A research by Dr. Daniela Jakubowicz, a clinical professor at Virginia Commonwealth University and an endocrinologist at the Hospital de Clinicas Caracas in Venezuela has shown that sedentary, obese women lost almost five times as much weight on the “big breakfast” diet as did women following a traditional, restrictive low–carbohydrate diet. While treating obese people we need to treat carb cravings and hunger.

On waking up in the morning, the body is primed to look for food. The metabolism is revived up, and levels of cortisol and adrenaline are at their highest. The brain needs energy right away, and if one doesn’t eat or eats too little, the brain needs to find another fuel source. To do this, it activates an emergency system that pulls energy from muscle, destroying muscle tissue in the process. Then when you eat later, the body and brain are still in high–alert mode, so the body saves energy from the food as fat.

Also the levels of the brain chemical serotonin are highest in the morning and the craving levels are at the lowest and you may not feel like eating. As the day wears on, serotonin levels dip, and you get cravings for chocolate or cookies, and such similar foods. If you eat these foods, your serotonin levels rise, and your body begins to associate good feelings with them, creating an addictive cycle.

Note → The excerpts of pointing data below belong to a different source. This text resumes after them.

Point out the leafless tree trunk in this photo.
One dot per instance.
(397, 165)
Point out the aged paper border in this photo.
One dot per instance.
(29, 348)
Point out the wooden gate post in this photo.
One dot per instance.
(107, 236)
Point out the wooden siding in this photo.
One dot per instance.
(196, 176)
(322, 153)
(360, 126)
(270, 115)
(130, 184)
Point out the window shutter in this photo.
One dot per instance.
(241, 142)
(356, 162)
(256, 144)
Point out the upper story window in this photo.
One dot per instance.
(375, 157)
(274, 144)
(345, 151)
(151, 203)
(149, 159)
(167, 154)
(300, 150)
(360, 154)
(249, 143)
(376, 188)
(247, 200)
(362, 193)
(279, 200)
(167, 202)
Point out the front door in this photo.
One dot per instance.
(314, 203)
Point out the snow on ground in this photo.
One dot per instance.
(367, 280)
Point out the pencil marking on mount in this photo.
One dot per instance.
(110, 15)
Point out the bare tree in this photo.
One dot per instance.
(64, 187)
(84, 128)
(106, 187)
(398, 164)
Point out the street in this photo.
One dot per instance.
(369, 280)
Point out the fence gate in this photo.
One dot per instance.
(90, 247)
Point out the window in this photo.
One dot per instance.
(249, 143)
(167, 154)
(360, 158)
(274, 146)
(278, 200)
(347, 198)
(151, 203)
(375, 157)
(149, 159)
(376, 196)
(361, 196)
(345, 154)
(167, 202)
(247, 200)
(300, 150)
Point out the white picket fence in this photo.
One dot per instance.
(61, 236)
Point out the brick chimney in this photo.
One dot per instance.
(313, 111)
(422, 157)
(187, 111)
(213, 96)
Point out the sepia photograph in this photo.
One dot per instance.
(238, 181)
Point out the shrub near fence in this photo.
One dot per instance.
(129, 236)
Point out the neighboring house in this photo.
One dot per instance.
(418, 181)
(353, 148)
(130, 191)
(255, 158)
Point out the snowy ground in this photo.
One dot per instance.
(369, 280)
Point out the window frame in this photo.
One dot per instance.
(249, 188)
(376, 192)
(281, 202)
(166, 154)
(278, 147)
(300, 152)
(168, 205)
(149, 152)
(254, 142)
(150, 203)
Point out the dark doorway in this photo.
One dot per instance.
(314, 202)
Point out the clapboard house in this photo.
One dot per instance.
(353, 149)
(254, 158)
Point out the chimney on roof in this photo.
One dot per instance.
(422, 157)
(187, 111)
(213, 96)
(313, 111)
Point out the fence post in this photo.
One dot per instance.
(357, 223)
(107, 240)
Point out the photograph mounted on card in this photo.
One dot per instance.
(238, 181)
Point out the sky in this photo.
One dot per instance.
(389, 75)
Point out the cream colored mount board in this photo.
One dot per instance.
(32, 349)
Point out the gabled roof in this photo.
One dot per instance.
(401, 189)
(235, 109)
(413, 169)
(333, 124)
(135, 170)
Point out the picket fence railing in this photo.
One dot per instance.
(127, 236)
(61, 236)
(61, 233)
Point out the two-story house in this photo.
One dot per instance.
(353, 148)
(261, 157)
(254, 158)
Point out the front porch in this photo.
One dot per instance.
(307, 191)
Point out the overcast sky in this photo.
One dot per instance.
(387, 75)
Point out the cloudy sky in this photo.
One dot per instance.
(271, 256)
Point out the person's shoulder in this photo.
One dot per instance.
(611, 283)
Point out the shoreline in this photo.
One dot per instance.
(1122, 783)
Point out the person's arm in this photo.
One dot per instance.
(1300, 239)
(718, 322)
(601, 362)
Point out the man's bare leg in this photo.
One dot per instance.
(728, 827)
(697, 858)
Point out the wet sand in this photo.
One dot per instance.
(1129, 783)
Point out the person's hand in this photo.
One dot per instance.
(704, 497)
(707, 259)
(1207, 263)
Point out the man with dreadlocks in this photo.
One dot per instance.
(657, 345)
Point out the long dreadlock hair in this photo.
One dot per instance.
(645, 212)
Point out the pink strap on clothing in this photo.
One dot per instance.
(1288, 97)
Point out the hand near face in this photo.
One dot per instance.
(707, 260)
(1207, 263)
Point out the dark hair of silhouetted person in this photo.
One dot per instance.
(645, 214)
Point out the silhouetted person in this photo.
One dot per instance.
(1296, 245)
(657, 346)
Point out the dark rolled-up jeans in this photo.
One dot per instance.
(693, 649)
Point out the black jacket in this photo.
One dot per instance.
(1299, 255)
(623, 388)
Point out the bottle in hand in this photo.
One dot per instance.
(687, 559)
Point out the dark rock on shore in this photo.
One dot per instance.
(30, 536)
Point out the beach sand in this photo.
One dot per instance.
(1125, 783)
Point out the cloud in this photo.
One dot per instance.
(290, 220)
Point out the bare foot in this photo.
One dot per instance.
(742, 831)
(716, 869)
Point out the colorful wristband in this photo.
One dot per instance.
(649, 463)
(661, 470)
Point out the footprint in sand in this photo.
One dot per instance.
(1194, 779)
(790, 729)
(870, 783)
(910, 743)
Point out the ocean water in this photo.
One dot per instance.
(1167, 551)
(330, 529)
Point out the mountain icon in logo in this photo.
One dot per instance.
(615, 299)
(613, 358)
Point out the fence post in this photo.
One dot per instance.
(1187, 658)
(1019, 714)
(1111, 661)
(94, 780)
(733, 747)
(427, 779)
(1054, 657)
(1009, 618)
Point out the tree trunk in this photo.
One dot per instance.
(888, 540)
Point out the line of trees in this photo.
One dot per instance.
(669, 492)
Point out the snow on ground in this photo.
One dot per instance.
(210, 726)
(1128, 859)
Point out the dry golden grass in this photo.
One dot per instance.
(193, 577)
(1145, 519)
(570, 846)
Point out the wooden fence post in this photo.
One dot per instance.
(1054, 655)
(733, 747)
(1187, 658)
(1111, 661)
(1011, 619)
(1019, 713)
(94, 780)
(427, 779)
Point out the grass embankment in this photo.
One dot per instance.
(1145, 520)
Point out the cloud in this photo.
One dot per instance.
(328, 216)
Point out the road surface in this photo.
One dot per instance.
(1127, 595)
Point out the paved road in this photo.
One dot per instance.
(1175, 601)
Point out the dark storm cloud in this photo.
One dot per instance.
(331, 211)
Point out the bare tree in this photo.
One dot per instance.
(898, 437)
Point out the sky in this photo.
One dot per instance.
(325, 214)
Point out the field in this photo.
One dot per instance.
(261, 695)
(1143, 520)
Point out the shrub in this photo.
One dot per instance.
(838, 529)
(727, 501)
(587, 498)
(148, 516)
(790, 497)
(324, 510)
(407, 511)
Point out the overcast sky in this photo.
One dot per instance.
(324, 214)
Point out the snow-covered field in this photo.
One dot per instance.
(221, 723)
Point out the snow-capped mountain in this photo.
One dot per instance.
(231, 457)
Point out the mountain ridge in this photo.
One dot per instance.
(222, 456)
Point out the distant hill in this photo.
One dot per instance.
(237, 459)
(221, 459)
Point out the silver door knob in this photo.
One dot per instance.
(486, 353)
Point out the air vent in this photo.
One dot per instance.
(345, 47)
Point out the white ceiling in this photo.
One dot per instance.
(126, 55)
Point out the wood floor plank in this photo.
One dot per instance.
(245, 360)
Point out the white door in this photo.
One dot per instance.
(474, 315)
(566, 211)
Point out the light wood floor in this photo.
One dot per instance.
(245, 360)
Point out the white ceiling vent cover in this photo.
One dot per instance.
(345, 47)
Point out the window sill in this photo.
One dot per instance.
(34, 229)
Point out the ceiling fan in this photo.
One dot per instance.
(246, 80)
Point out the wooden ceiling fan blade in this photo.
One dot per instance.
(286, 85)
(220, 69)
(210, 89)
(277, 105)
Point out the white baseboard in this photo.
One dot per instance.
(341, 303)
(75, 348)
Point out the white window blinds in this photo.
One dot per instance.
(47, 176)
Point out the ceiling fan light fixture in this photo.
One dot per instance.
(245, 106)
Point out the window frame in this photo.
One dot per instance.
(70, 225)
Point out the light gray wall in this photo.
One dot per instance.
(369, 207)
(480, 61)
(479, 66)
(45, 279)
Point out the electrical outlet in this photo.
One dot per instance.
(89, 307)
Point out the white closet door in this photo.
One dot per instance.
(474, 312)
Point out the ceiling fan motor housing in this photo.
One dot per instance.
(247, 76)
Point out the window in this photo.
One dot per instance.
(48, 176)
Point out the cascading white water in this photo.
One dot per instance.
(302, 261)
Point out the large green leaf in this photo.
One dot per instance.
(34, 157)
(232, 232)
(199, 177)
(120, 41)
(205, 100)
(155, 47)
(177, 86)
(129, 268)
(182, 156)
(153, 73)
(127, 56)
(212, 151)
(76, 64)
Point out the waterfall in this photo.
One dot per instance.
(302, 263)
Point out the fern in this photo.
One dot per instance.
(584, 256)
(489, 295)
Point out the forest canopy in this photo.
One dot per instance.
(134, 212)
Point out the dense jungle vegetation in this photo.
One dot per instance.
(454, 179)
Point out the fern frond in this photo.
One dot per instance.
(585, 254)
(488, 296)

The high protein, carbohydrate mix in breakfast gives the body the initial energy boost it needs in the morning. Throughout the rest of the day, the meals are made up of protein and complex carbohydrates, like vegetables. Because protein is digested slowly, you won’t feel hungry.

If you have to eat chocolate or candy, eat them in the morning because if you eat them when serotonin levels are high, they won’t taste as good, and the brain won’t feel the same serotonin boost. This will eventually help cut down on cravings.

Eating breakfast with high glycemic foods may be harmful. After eating cereal or a doughnut, the blood sugar and insulin levels spike. Once that blood sugar is used up, you’ll still have excess insulin circulating, which makes you hungry and makes you crave carbohydrates.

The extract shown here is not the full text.